Adoption: une tâche pour les dirigeants africains

M. Kituyi a également déclaré que le temps pressait pour l’Union africaine (UA) de rattraper son retard sur le commerce électronique (commerce électronique), en chargeant les dirigeants africains d’adopter le commerce électronique dans l’intérêt du continent. Après s’être exprimé lors de la séance consacrée aux entreprises et à la société civile organisée à l’occasion de la Semaine africaine du commerce électronique à Nairobi, M. Kituyi a déclaré que cela était devenu impératif, soulignant que l’Afrique était laissée de côté du discours sur le commerce électronique qui avait déjà eu lieu ailleurs.
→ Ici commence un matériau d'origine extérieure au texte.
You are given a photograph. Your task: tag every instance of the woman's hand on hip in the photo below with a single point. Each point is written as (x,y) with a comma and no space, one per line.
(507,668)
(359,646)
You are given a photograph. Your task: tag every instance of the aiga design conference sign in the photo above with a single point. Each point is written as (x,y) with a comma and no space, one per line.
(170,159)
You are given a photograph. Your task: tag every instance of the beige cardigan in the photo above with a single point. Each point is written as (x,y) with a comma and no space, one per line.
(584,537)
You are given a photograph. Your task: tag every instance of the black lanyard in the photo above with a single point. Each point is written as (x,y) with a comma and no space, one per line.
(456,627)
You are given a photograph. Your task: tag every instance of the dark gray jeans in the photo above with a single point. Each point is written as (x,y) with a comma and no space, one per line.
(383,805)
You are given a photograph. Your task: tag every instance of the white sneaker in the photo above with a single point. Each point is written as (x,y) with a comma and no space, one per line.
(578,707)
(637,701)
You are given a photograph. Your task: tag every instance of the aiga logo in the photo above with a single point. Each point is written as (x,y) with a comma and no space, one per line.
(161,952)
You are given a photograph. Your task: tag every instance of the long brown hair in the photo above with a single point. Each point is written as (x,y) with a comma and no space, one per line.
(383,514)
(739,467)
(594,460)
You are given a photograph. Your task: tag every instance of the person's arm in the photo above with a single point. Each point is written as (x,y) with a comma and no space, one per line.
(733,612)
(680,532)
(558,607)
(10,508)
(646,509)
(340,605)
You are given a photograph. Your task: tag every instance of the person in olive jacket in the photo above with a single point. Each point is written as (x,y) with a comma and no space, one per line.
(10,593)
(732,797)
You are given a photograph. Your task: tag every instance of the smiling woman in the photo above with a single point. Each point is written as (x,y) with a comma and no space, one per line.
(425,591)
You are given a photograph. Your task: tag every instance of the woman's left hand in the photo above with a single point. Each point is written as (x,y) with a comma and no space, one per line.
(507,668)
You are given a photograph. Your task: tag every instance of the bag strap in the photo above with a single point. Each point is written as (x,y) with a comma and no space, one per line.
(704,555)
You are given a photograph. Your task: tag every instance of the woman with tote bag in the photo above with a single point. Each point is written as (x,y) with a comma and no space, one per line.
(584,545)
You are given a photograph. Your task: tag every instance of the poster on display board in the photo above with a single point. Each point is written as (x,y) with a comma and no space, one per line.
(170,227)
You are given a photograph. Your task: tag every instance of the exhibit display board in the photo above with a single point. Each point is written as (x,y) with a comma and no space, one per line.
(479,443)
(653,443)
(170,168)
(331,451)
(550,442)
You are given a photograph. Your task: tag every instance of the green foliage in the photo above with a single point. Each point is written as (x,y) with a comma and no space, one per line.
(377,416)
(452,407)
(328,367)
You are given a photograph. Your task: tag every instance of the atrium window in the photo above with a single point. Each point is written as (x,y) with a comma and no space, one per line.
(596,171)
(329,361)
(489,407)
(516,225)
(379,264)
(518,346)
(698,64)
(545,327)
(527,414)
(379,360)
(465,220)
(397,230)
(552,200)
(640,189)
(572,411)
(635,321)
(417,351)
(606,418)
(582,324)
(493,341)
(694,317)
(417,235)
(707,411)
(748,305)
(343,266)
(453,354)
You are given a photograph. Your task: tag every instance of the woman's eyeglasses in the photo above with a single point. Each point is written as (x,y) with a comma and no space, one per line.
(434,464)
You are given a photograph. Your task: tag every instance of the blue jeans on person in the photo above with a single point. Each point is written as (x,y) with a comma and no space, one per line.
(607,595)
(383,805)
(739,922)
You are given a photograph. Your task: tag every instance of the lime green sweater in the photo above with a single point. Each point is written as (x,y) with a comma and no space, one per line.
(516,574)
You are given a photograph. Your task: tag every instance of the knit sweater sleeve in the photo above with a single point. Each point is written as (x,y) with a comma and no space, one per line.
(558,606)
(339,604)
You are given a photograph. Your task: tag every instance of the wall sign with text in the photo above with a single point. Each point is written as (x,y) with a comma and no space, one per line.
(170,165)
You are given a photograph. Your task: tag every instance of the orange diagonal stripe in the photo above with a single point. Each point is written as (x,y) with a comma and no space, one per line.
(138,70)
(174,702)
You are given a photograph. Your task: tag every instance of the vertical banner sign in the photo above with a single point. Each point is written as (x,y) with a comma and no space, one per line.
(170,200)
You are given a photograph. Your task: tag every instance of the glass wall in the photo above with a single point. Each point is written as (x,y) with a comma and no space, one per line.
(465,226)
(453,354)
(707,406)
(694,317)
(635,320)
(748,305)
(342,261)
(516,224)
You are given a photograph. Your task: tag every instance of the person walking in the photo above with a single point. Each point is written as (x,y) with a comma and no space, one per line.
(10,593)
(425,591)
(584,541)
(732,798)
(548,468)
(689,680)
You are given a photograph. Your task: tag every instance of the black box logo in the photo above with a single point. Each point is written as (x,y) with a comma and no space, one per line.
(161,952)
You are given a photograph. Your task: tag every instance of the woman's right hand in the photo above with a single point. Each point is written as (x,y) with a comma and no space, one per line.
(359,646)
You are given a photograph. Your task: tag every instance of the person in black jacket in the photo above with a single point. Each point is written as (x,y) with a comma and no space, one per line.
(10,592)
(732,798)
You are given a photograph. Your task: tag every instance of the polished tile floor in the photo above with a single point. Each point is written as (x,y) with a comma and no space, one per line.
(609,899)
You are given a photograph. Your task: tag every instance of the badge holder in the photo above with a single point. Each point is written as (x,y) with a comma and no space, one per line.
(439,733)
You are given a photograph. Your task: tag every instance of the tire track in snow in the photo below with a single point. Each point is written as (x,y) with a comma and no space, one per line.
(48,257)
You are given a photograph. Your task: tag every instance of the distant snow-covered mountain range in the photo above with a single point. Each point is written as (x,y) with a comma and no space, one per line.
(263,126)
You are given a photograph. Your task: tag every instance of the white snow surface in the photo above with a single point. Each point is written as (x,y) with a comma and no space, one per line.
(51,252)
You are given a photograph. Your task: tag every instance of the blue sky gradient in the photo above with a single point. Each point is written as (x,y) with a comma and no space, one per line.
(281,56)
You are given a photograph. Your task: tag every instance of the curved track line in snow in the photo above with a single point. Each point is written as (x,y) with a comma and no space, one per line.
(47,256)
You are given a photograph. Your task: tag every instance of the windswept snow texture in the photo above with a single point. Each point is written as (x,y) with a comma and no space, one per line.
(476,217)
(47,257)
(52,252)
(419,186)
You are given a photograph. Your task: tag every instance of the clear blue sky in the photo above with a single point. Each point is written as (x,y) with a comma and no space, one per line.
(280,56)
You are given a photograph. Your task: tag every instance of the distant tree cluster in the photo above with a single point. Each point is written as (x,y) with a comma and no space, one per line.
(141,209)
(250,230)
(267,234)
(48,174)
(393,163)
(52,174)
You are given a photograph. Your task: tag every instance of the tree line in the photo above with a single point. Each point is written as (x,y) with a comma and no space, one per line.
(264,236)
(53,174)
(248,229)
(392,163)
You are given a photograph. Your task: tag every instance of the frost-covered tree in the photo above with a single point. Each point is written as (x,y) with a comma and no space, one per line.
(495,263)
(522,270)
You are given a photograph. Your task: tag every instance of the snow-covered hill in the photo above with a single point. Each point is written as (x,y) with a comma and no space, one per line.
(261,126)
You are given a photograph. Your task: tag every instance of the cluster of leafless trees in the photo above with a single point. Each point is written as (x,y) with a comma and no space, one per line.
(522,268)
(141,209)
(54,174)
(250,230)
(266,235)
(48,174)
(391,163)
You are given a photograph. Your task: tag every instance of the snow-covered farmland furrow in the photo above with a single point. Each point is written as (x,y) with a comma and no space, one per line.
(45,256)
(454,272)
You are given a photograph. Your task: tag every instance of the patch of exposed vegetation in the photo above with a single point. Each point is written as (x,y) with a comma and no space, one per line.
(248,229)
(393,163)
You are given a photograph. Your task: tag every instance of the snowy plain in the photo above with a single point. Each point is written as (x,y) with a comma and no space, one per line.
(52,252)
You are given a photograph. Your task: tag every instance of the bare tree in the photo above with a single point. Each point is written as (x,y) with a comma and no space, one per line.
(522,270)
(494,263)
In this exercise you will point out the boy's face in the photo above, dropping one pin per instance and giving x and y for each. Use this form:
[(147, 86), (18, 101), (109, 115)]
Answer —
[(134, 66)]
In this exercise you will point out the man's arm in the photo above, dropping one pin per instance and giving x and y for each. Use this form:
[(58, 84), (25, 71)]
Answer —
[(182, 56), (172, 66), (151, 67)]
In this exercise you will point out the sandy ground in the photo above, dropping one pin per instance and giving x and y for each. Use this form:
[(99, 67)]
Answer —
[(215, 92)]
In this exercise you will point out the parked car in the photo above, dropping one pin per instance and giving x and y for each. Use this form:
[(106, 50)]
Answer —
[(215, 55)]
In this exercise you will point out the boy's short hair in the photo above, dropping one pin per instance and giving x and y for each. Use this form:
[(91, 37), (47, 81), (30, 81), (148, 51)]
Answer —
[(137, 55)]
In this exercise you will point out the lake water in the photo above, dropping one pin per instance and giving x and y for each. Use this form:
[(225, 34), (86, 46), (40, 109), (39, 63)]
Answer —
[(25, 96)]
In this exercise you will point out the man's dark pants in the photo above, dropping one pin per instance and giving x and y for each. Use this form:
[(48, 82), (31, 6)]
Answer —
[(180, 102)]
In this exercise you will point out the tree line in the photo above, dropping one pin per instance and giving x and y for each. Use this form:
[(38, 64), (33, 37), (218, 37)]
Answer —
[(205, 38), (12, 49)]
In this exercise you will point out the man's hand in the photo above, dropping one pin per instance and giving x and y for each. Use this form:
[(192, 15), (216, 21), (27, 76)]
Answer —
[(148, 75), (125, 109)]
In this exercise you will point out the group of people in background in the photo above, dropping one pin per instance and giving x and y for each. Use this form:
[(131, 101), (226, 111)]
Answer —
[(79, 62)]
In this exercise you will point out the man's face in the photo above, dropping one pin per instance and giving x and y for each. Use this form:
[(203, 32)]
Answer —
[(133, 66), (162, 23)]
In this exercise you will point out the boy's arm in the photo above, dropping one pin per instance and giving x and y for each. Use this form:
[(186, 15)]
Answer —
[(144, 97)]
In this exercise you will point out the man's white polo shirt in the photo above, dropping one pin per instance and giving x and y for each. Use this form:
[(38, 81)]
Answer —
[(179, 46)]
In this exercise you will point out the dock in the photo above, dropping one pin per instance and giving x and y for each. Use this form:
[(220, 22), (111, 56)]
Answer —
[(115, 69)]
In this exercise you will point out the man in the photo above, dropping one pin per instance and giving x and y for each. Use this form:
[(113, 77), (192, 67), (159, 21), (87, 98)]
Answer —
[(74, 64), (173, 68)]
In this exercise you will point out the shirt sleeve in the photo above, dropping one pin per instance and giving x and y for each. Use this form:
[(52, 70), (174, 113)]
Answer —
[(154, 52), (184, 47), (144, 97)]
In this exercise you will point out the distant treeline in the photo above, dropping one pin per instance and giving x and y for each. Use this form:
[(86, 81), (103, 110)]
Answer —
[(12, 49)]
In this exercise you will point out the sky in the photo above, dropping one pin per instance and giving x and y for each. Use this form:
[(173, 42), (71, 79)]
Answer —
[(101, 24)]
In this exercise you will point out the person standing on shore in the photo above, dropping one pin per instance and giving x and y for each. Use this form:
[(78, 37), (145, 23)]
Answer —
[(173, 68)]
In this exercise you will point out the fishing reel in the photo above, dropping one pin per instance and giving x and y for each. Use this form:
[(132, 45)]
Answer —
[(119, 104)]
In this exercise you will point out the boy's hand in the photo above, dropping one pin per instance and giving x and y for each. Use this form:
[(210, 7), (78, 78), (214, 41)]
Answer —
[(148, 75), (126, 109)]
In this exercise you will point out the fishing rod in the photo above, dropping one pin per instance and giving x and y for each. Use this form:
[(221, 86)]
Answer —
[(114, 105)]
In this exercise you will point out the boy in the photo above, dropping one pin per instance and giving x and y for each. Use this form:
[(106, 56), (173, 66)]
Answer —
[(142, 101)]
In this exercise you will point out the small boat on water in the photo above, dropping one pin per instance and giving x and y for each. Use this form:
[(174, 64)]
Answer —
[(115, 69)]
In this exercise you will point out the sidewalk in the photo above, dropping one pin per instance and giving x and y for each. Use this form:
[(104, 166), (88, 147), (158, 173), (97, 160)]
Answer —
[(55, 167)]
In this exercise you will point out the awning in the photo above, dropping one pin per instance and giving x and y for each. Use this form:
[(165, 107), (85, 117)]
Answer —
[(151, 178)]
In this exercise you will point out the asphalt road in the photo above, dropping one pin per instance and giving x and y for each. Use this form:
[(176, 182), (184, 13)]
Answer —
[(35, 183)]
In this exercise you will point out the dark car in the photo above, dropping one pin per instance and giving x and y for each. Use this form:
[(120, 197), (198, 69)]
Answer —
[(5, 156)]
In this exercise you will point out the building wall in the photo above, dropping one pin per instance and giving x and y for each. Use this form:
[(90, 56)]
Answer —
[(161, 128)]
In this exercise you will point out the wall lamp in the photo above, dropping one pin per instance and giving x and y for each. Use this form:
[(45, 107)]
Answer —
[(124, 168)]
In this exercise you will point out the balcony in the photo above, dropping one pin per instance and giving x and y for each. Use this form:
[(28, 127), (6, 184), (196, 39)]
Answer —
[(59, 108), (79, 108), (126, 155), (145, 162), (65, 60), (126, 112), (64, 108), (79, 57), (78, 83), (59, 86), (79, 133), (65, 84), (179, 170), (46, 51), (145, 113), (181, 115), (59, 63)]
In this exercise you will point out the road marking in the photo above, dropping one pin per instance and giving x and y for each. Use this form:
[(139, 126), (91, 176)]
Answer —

Il a également ajouté: «C’est la raison pour laquelle cette réunion est importante», tout comme les évaluations rapides de la préparation au commerce électronique sont des produits uniques très demandés par les gouvernements africains.

« Face aux défis actuels du commerce mondial, de nombreux pays mettent de l’avant des stratégies de commerce électronique, mais il est important que les gouvernements incluent toutes les parties prenantes », a-t-il déclaré.

Les évaluations rapides de la conformité de la CNUCED au commerce électronique sont axées sur les mesures concrètes que les gouvernements nationaux, avec l’aide des organismes donateurs, des banques de développement et des organisations internationales, peuvent prendre pour stimuler le commerce en ligne.

Les évaluations, a-t-il déclaré, ont montré que de vastes réformes sont nécessaires pour saisir les opportunités de développement offertes par le commerce électronique. Mais ils aident également les pays africains à identifier les opportunités, les obstacles et les mesures politiques nécessaires pour améliorer leur capacité à s’engager dans le commerce électronique et à en tirer parti.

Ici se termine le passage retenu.